Francisco, egoísmo, prejuicios, indiferencia 'lepras'del alma''

(ANSA) - CIUDAD DEL VATICANO, 11 FEB - Las críticas unilaterales del presidente argentino, Javier Milei hacia el papa Francisco, e incluso los insultos, de los últimos meses se disuelven en un cálido apretón de manos y un abrazo afectuoso, casi fraternal.
    "Fue muy fuerte, no lo puedo creer", comenta el presidente de Argentina Javier Milei a su círculo íntimo del abrazo fuera de protocolo con el pontífice en la Basílica de San Pedro antes de la misa con el rito de canonización de María Antonia de San José de Paz y Figueroa, más conocida como "Mamá Antula", la primera santa del país latinoamericano.
    Al finalizar la ceremonia se repite un nuevo saludo entre ambos, junto al resto de la delegación oficial.
    Palabras e imágenes inmediatamente relanzadas por los medios argentinos a las que siguió también el inevitable post en las redes sociales del líder ultraliberal acompañado de un "¡Muchas gracias!" en letras mayúsculas.
    El saludo de Jorge Bergoglio a Milei, como estaba previsto en la agenda, no resultó nada evidente en su extrema cordialidad, señal de que para el pontífice argentino los insultos recibidos de Milei durante la campaña electoral - "personaje nefasto" con "afinidad con los comunistas asesinos", incluso "imbécil" y "representante del Maligno en la tierra" - ya son cosas del pasado.
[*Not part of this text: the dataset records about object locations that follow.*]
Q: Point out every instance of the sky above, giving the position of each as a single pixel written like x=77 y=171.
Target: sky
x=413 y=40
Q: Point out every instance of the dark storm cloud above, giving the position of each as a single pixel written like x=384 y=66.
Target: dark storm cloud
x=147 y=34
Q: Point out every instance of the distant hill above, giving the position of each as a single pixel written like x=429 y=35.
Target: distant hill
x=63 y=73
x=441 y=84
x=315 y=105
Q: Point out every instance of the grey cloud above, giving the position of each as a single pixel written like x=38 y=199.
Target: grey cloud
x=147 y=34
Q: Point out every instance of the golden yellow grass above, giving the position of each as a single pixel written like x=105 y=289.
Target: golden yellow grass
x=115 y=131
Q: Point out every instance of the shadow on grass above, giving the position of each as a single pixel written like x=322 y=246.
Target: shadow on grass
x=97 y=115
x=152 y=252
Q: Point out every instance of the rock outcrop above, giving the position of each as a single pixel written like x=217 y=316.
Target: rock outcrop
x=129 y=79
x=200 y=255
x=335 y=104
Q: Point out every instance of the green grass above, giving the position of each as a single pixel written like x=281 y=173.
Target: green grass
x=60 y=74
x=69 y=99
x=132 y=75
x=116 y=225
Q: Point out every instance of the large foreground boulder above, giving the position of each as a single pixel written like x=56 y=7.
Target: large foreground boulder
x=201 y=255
    Entre otras cosas, el presidente "anarcocapitalista" y de extrema derecha está llevando a cabo en su país un durísimo plan de recorte de gastos que ha sido duramente criticado por las organizaciones sociales.
    De esta manera, Milei recibe un primer gesto del Pontífice a la espera de la audiencia privada de mañana por la mañana y quizás también el anuncio de una visita a la Argentina en el segundo semestre de este año.
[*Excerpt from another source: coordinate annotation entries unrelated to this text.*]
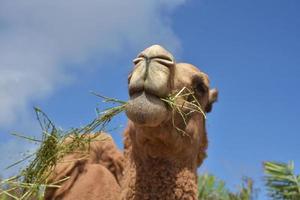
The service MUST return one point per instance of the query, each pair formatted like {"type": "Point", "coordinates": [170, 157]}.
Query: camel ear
{"type": "Point", "coordinates": [212, 98]}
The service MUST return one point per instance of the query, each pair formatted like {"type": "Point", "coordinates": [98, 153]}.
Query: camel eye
{"type": "Point", "coordinates": [200, 88]}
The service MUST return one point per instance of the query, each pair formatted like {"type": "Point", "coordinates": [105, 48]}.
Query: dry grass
{"type": "Point", "coordinates": [32, 181]}
{"type": "Point", "coordinates": [179, 104]}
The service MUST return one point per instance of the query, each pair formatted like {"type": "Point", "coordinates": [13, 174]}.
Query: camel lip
{"type": "Point", "coordinates": [137, 93]}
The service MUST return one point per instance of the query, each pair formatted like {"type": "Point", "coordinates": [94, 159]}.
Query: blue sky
{"type": "Point", "coordinates": [250, 49]}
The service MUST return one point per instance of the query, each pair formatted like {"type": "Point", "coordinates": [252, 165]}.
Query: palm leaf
{"type": "Point", "coordinates": [281, 181]}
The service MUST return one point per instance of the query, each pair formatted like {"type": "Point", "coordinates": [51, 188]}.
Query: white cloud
{"type": "Point", "coordinates": [38, 38]}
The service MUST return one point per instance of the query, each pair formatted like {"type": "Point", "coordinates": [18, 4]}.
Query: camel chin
{"type": "Point", "coordinates": [145, 109]}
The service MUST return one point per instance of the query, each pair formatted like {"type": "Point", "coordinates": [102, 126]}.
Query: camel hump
{"type": "Point", "coordinates": [101, 161]}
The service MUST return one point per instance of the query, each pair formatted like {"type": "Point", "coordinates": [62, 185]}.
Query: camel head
{"type": "Point", "coordinates": [157, 129]}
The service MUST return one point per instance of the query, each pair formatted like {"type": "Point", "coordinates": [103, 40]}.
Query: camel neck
{"type": "Point", "coordinates": [154, 178]}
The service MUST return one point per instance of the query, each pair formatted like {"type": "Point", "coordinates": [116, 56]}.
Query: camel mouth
{"type": "Point", "coordinates": [146, 109]}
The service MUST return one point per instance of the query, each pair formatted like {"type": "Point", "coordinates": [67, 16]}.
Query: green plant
{"type": "Point", "coordinates": [281, 180]}
{"type": "Point", "coordinates": [211, 188]}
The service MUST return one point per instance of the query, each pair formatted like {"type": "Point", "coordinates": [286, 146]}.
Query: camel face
{"type": "Point", "coordinates": [149, 81]}
{"type": "Point", "coordinates": [155, 127]}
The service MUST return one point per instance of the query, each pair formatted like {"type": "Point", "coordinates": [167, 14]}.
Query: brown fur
{"type": "Point", "coordinates": [92, 176]}
{"type": "Point", "coordinates": [160, 161]}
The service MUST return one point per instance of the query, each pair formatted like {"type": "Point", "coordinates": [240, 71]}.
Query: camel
{"type": "Point", "coordinates": [159, 161]}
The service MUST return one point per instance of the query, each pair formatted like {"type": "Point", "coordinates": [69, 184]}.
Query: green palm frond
{"type": "Point", "coordinates": [211, 188]}
{"type": "Point", "coordinates": [281, 181]}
    Mañana en Roma el jefe de Estado argentino se reunirá también con el presidente italiano, Sergio Mattarella, y la primera ministra, Giorgia Meloni.
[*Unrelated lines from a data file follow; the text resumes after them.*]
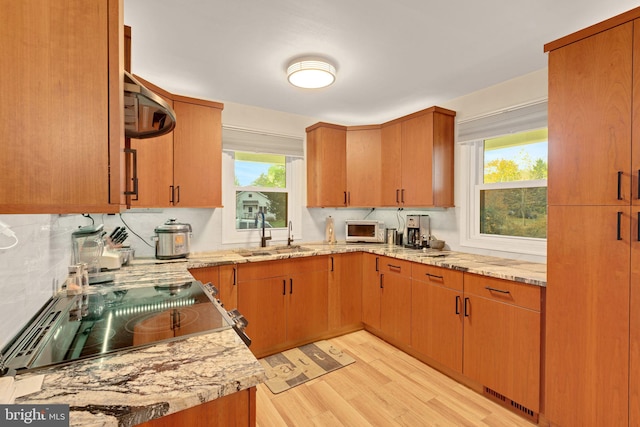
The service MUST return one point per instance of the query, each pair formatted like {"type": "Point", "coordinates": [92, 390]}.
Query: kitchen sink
{"type": "Point", "coordinates": [275, 250]}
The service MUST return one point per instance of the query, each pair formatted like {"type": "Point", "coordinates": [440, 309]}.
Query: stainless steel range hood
{"type": "Point", "coordinates": [146, 115]}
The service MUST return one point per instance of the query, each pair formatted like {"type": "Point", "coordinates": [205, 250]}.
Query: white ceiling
{"type": "Point", "coordinates": [393, 56]}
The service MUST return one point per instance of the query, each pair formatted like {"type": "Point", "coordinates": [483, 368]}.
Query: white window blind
{"type": "Point", "coordinates": [251, 141]}
{"type": "Point", "coordinates": [517, 119]}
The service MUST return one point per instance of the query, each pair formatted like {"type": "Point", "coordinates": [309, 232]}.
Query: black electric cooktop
{"type": "Point", "coordinates": [86, 326]}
    Mientras tanto, sin embargo, las palabras pronunciadas por el Papa en la homilía de la misa por la nueva santa "Mamá Antula" (1730-1799), fundadora de la casa de ejercicios espirituales en Buenos Aires y paladina de los pobres y los desheredados no deben sonar como música para sus oídos y sus posiciones sociales. "Miedo, prejuicio y falsa religiosidad: he aquí tres causas de una gran injusticia, tres 'lepras del alma' que hacen sufrir al débil, descartándolo como desperdicio", dice Francisco. Y "no pensemos que son cosas del pasado", advierte.
    " ¡Cuántas personas que sufren nos encontramos en las aceras de nuestras ciudades! ¡Y cuántos miedos, prejuicios e incoherencias, incluso entre quienes creen y profesan ser cristianos, contribuyen a herirlos aún más! Incluso en nuestro tiempo hay tanta marginación, hay barreras que derribar, 'lepra" que curar", afirma.
    El Papa señala "cuando nos distanciamos de los demás para pensar en nosotros mismos, cuando reducimos el mundo a los muros de nuestro 'sentirnos bien', cuando creemos que el problema son siempre y sólo los demás...".
    "En estos casos tenemos que tener cuidado, porque el diagnóstico es claro: se trata de una 'lepra del alma' - advierte -: una enfermedad que nos vuelve insensibles al amor, a la compasión, que nos destruye a través de las 'gangrenas' del egoísmo, del prejuicio, de la indiferencia e intolerancia".
    En el Angelus después de la misa, como hoy también es la Jornada Mundial del Enfermo, Francisco denuncia "que hoy hay muchas personas a las que se les niega el derecho a la curación y, por tanto, el derecho a la vida".
    "Pienso en quienes viven en la extrema pobreza - continúa -, pero también pienso en los territorios en guerra: ¡allí se violan todos los días los derechos humanos fundamentales! Es intolerable".
    "Recemos por la atormentada Ucrania, por Palestina e Israel - concluye el Pontífice -, recemos por Myanmar y por todos los pueblos atormentados por la guerra". (ANSA).